Hint: For solving this question in which we need to find the variance and STD deviation, we will draw a table and will find the some related values that are required to find the variance. Then, we will use the formula of variance $\sum{{{x}^{2}}\cdot P(x)}-{{\left( \sum{x\cdot P\left( x \right)} \right)}^{2}}$ and simplify it. Then, we will find the square root of variance to find the STD deviation of random variables.
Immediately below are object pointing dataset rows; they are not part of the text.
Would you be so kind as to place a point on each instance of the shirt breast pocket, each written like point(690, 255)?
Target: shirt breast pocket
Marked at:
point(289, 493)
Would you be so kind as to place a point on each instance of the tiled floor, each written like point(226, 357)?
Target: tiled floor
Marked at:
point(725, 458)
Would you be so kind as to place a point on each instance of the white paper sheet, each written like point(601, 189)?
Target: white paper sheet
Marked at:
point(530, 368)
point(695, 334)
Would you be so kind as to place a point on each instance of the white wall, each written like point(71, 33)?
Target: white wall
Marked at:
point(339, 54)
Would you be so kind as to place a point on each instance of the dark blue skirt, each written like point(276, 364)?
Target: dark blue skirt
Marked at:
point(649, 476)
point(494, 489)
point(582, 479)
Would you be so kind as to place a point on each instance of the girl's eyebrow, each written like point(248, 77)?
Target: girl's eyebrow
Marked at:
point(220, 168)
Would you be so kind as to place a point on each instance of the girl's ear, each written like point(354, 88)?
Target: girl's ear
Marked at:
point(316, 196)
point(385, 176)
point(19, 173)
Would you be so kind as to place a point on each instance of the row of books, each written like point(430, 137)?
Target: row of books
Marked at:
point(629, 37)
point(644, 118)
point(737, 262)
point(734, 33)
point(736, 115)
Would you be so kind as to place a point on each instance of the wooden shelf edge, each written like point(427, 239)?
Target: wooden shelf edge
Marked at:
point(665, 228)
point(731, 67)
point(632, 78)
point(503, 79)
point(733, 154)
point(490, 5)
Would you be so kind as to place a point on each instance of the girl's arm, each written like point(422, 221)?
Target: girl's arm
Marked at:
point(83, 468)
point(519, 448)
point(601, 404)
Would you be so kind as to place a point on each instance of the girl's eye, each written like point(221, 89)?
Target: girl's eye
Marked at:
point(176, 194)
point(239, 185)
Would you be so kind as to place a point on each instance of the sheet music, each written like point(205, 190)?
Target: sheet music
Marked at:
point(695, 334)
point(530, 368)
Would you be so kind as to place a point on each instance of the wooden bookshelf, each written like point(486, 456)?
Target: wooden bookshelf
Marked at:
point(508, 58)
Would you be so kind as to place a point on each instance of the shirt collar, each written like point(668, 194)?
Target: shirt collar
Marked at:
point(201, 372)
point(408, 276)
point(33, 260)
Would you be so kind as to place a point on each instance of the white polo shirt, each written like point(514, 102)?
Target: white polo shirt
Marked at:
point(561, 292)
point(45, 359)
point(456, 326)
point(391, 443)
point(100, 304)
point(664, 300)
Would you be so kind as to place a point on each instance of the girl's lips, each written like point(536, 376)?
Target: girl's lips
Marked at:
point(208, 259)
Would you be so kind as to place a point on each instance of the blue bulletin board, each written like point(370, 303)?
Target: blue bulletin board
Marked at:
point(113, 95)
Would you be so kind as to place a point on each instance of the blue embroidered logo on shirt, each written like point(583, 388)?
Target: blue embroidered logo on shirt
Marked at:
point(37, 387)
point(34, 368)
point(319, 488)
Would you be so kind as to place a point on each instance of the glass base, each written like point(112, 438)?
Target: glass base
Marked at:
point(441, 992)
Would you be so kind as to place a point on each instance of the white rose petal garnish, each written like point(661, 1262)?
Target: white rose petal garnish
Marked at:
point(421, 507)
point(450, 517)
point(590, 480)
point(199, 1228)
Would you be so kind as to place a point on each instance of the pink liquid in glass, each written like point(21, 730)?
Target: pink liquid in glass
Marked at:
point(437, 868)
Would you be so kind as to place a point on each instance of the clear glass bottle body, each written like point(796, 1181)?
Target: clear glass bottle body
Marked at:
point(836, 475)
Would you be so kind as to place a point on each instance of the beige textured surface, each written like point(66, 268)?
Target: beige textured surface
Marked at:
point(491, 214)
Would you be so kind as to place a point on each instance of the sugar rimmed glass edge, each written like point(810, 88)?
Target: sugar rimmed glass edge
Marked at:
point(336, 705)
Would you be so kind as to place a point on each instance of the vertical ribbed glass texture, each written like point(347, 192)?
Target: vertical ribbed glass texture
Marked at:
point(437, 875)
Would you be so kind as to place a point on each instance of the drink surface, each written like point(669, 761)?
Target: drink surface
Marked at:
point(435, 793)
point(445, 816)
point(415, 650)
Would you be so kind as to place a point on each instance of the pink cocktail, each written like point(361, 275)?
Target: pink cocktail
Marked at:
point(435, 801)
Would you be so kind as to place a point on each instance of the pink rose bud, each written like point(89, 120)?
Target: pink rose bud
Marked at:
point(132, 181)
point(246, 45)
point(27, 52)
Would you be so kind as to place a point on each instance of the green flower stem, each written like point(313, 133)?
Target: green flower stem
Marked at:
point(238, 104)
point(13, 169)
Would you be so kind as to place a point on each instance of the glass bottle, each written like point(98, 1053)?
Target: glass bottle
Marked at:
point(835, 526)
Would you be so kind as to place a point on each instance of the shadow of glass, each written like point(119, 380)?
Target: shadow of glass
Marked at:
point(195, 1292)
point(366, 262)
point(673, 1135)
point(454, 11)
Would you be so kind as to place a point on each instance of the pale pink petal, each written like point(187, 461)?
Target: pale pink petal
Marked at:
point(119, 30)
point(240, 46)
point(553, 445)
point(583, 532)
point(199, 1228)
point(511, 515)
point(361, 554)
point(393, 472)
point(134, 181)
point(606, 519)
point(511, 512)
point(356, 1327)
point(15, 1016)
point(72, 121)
Complete step by step solution:
Since, we have some given data. We will use given data and find the some value by using table as:

$x$	$P\left( X=x \right)$	$x\cdot P\left( x \right)$	${{x}^{2}}\cdot P\left( x \right)$
$0$	$\dfrac{1}{8}$	$0\times \dfrac{1}{8}=0$	${{0}^{2}}\times \dfrac{1}{8}=0$
$1$	$\dfrac{3}{8}$	$1\times \dfrac{3}{8}=\dfrac{3}{8}$	${{1}^{2}}\times \dfrac{3}{8}=1\times \dfrac{3}{8}=\dfrac{3}{8}$
$2$	$\dfrac{3}{8}$	$2\times \dfrac{3}{8}=\dfrac{6}{8}$	${{2}^{2}}\times \dfrac{3}{8}=4\times \dfrac{3}{8}=\dfrac{12}{8}$
$3$	$\dfrac{1}{8}$	$3\times \dfrac{1}{8}=\dfrac{3}{8}$	${{3}^{2}}\times \dfrac{1}{8}=9\times \dfrac{1}{8}=\dfrac{9}{8}$

Now, we will find the sum of $x\cdot P\left( x \right)$ as:
$\Rightarrow \sum{x\cdot P\left( x \right)}=0+\dfrac{3}{8}+\dfrac{6}{8}+\dfrac{3}{8}$
Since, the denominator of all the fractions is the same. So, we can add them directly as:
$\Rightarrow \sum{x\cdot P\left( x \right)}=\dfrac{3+6+3}{8}$
Now, we will do addition in numerator as:
$\Rightarrow \sum{x\cdot P\left( x \right)}=\dfrac{12}{8}$
Here, we will simplify the fraction into its simplest form as:
$\Rightarrow \sum{x\cdot P\left( x \right)}=\dfrac{3}{2}$
Now, we will calculate the sum of ${{x}^{2}}\cdot P\left( x \right)$ as:
$\Rightarrow \sum{{{x}^{2}}\cdot P\left( x \right)=0+\dfrac{3}{8}+\dfrac{12}{8}+\dfrac{9}{8}}$
Again, we will follow rule of addition in this step as the denominator is same:
$\Rightarrow \sum{{{x}^{2}}\cdot P\left( x \right)=\dfrac{3+12+9}{8}}$
Now, add the numerator as:
$\Rightarrow \sum{{{x}^{2}}\cdot P\left( x \right)=\dfrac{24}{8}}$
Here, we will simplify it as:
\[\Rightarrow \sum{{{x}^{2}}\cdot P\left( x \right)=3}\]
Since, we got the corresponding values of the variance formula. We will use it in the formula of variance as:
$\Rightarrow \operatorname{var}=\sum{{{x}^{2}}\cdot P(x)}-{{\left( \sum{x\cdot P\left( x \right)} \right)}^{2}}$
We will substitute the corresponding values as:
$\Rightarrow \operatorname{var}=3-{{\left( \dfrac{3}{2} \right)}^{2}}$
After squaring the fraction, we will have $\dfrac{9}{4}$ as:
$\Rightarrow \operatorname{var}=3-\dfrac{9}{4}$
Now, we will do the addition as:
$\Rightarrow \operatorname{var}=\dfrac{12-9}{4}$
After subtraction, we will get the variance.
$\Rightarrow \operatorname{var}=\dfrac{3}{4}$
Now, we can calculate STD deviation by taking square root of variance as:
$\sigma =\sqrt{\operatorname{var}}$
Here, we will apply the value of variance as:
$\sigma =\sqrt{\dfrac{3}{4}}$
We will simplify the above step as:
$\sigma =\dfrac{\sqrt{3}}{2}$
Hence, the variance of the random variables is $\dfrac{3}{4}$ and standard deviation is $\dfrac{\sqrt{3}}{2}$.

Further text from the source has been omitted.